Experiments were conducted both upstream of the confluence in the Ayeyarwady River and at the Chindwin–Ayeyarwady confluence. The Ayeyarwady river system is a very dynamic and naturally unregulated river, one of the largest rivers in the world, and a vital vein for Myanmar (SOBA, 2018). It is not only one of the main transport corridors but is also a source of fish, irrigation, and drinking water and an important aquatic ecosystem (SOBA, 2018). It is a shallow, dynamic river system, with a typical depth range of only 1–10 m, whereas it has a width of several 100 m. The migrating sandbanks, especially upstream and around the confluence with the Chindwin, are a very pressing problem for river management. Insight into hydraulic behavior of the river is therefore a continuous demand. First of all, groups of five drifters were released at the same time in a line across the river. The purpose of this experiment was to validate a numerical study on the surface water flow velocity of the river. These analyses fall outside of the scope of this article and are presented in Bakker (2017), who conclude that “the floater paths around the confluence have been useful for validating the Delft3D model, as the floater speeds and paths observed in the field were compared to those of the Delft3D model”.

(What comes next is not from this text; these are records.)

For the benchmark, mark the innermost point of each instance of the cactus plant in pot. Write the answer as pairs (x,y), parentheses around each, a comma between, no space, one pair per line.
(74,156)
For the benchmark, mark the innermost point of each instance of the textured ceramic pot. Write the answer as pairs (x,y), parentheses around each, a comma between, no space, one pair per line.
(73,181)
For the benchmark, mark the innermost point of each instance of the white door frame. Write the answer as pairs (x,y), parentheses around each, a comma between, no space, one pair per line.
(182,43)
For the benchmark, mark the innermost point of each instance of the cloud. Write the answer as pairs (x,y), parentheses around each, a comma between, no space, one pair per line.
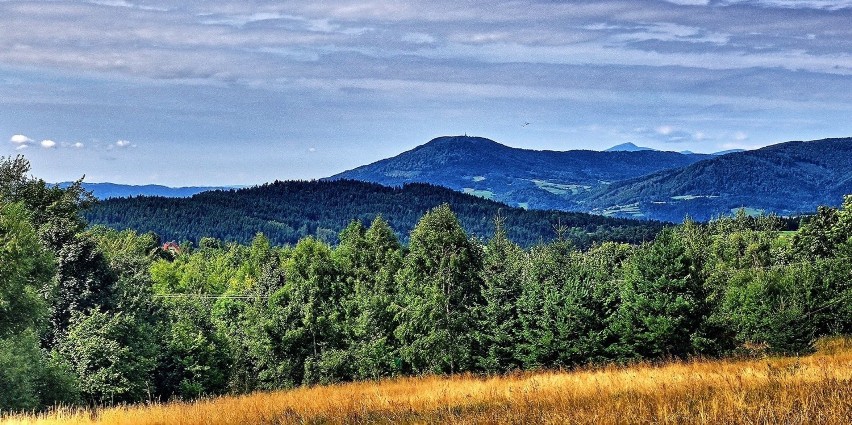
(796,4)
(690,2)
(20,139)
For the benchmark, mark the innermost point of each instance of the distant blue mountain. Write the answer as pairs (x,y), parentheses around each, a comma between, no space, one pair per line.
(114,190)
(728,151)
(628,147)
(518,177)
(786,179)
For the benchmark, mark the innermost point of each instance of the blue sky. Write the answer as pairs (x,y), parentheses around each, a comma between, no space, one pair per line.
(243,92)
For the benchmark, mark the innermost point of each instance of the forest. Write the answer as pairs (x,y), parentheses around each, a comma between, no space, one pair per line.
(95,316)
(287,211)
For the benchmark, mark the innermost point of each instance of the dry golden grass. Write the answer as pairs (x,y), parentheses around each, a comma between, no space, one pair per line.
(815,389)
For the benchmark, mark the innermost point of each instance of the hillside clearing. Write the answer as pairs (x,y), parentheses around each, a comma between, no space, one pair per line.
(793,390)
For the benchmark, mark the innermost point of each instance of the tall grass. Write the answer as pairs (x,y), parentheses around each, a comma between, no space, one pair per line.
(816,389)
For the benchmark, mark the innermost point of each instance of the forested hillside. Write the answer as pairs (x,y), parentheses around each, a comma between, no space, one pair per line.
(288,211)
(786,178)
(113,190)
(99,316)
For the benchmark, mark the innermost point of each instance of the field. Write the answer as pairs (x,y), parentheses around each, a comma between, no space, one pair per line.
(794,390)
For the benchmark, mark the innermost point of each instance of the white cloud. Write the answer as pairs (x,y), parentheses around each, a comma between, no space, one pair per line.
(20,139)
(690,2)
(798,4)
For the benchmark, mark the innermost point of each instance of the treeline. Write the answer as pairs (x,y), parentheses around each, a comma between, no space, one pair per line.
(101,316)
(286,212)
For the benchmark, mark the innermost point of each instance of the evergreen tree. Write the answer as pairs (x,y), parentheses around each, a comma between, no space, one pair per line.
(497,326)
(439,286)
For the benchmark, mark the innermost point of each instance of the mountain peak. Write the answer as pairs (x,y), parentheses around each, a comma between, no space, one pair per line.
(462,140)
(627,147)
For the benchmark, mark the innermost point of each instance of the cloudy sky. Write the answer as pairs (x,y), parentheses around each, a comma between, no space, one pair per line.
(222,92)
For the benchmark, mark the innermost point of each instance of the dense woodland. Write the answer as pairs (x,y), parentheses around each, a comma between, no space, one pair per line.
(92,315)
(286,212)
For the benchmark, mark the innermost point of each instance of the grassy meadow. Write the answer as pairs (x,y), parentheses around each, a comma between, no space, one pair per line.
(791,390)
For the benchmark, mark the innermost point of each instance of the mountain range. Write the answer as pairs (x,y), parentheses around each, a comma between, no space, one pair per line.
(115,190)
(286,212)
(786,178)
(520,177)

The drifters were followed both online and with a trailing boat. For logistical reasons, when all drifters became too dispersed along the river length (not width), they were taken out of the water and brought together to restart the experiment. If a single drifter started significantly lagging behind with respect to the rest of the group, it was retrieved.

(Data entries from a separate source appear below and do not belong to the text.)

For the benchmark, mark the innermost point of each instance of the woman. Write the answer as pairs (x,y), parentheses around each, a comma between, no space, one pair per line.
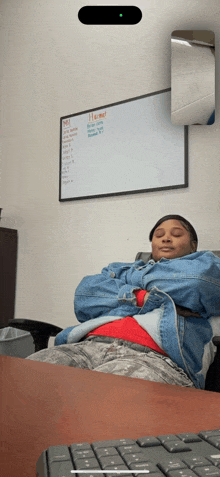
(130,324)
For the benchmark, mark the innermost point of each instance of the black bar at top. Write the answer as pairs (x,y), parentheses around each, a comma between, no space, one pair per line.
(110,15)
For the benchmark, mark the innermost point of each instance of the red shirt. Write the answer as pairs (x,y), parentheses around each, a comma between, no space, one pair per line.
(128,329)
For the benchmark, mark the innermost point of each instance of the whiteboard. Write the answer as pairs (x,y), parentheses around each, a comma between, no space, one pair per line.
(123,148)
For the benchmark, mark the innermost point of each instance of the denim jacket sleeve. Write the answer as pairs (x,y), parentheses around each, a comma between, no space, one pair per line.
(108,293)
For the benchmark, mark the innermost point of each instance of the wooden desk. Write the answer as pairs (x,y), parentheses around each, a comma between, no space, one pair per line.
(45,404)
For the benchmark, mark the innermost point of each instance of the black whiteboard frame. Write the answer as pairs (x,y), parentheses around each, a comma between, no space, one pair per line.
(139,191)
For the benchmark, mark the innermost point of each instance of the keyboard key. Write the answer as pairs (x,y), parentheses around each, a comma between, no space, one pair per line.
(117,467)
(134,458)
(210,471)
(86,464)
(83,445)
(148,466)
(182,473)
(196,461)
(215,441)
(61,469)
(171,464)
(111,460)
(169,437)
(174,446)
(214,459)
(206,434)
(129,449)
(113,443)
(105,451)
(58,453)
(148,441)
(189,437)
(83,454)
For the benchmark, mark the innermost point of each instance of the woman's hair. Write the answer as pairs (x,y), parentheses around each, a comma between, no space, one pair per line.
(185,223)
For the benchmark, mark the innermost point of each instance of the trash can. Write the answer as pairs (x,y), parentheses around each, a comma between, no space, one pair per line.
(15,342)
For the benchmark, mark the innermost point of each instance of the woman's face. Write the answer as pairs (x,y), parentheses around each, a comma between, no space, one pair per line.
(171,240)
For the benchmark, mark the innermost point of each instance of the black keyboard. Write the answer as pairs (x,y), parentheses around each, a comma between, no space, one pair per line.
(180,455)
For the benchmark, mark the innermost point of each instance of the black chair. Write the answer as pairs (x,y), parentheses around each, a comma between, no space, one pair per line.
(41,333)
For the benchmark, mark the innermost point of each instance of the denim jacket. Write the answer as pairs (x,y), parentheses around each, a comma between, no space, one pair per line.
(192,281)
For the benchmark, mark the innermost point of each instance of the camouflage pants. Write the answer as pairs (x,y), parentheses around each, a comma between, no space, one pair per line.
(116,356)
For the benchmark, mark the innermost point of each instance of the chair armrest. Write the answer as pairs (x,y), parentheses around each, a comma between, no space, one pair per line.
(216,340)
(39,330)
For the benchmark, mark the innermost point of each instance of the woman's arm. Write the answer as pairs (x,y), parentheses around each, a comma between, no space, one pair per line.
(106,293)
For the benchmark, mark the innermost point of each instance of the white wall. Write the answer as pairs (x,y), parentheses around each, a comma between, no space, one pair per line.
(52,66)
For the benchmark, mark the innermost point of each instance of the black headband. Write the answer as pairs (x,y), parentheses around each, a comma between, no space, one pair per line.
(175,217)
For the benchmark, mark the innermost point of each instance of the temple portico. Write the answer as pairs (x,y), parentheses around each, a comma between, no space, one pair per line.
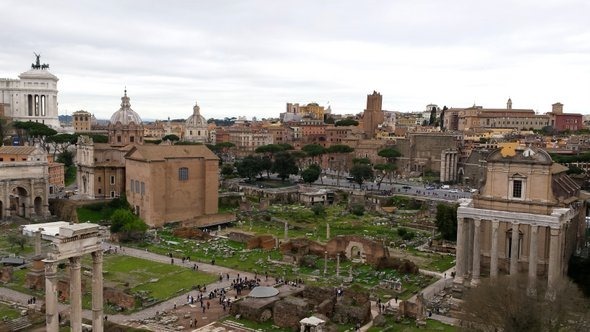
(485,238)
(525,220)
(71,242)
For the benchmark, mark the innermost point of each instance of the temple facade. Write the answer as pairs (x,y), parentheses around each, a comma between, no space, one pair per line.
(526,219)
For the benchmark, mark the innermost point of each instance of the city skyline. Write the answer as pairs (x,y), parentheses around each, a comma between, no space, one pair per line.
(250,58)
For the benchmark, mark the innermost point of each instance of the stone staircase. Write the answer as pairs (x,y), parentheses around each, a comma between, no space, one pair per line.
(18,324)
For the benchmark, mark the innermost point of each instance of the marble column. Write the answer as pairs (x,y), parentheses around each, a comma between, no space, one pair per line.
(51,314)
(554,259)
(97,289)
(534,229)
(514,250)
(286,231)
(37,243)
(460,249)
(75,295)
(494,253)
(469,249)
(476,252)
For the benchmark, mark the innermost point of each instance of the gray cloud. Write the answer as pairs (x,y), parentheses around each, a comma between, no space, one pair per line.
(251,57)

The upstream Ayeyarwady experiment was executed with a single group of five drifters. The confluence experiment was executed with two groups of five drifters upstream of the Chindwin–Ayeyarwady confluence, with one group in each river. The drifters were tracked along the confluence. At the end of the experiment, drifters were collected and data were read out from both the SD cards of the OpenLog and from the website to which the data had been uploaded.

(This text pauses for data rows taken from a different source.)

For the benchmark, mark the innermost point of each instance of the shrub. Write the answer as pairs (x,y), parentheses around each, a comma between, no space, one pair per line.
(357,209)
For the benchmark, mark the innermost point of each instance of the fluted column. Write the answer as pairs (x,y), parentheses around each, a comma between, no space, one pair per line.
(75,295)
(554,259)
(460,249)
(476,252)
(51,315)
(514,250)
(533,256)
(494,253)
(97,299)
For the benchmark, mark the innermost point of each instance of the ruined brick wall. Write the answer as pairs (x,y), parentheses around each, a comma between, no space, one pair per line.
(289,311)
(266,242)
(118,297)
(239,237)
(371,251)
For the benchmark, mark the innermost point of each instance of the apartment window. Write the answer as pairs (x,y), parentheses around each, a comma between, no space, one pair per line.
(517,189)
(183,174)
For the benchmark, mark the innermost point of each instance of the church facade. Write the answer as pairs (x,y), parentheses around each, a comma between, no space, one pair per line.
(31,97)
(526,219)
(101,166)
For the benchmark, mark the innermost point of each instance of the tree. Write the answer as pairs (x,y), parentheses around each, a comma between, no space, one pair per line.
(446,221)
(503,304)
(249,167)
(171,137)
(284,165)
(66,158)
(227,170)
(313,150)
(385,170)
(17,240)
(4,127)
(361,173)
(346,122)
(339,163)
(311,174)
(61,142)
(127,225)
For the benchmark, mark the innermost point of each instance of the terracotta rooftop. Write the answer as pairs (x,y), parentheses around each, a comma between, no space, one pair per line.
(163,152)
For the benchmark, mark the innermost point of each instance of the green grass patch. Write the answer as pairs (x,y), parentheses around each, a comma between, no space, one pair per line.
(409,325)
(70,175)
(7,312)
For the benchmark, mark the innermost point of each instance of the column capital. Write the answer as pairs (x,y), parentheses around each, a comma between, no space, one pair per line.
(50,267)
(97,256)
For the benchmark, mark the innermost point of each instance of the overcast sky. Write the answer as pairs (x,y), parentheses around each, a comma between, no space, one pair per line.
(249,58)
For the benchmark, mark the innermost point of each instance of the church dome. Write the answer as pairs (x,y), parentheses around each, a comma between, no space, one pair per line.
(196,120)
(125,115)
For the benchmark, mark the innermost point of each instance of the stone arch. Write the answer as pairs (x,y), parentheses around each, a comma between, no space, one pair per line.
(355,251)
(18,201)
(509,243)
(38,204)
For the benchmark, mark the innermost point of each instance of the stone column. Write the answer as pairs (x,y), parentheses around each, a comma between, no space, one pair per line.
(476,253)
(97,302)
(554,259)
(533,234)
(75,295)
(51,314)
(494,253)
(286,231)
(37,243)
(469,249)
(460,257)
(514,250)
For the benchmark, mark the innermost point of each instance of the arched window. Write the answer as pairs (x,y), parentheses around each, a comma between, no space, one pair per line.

The raw data collected from the sensors are plotted on a map of the experiment area; see Fig. 5. No post-processing has been done on these results: they show the raw GPS locations as recorded by the sensors and downloaded from the online database. The figure has been made by loading these measurements in Google Earth. The different flow paths that the sensors followed can be clearly identified. These data being directly available online allowed the measurement team to identify trackers that had beached or were stuck in near-shore eddies. The full raw dataset is provided in the Supplement. These raw data will be used in follow-up research. Figure 4 furthermore shows a closeup of the upstream Ayeyarwady experimental results. In this experiment the floaters were in the water for 16 h and 49 min and traveled 50 km in that time, with a distance of 4.6 km between the fastest and slowest drifter. Mean floater velocity over this stretch was 0.8 m s−1 (Bakker, 2017). The location of the drifters clearly shows the different flow paths in the river. Unfortunately, we do spot some gaps in the data. These are caused by lack of cell coverage. In these instances, the particle electron spent a long time attempting to connect, before deciding the switch to offline, leading to a loss of data. Based on the time between signals that were received, we estimate that around 10 % of the data were lost in this manner, although differences between different trackers were significant. Future versions of the software code running on the particle electron should switch to offline sooner when cell coverage drops to prevent loss of data. Finally, although clearly labeled as experimental equipment, some sensors were picked out of the water by citizens. This was easily identified in the online visualization (i.e., sensors moving upstream) and allowed the research team to chase and recover those sensors. These instances were manually removed from the dataset.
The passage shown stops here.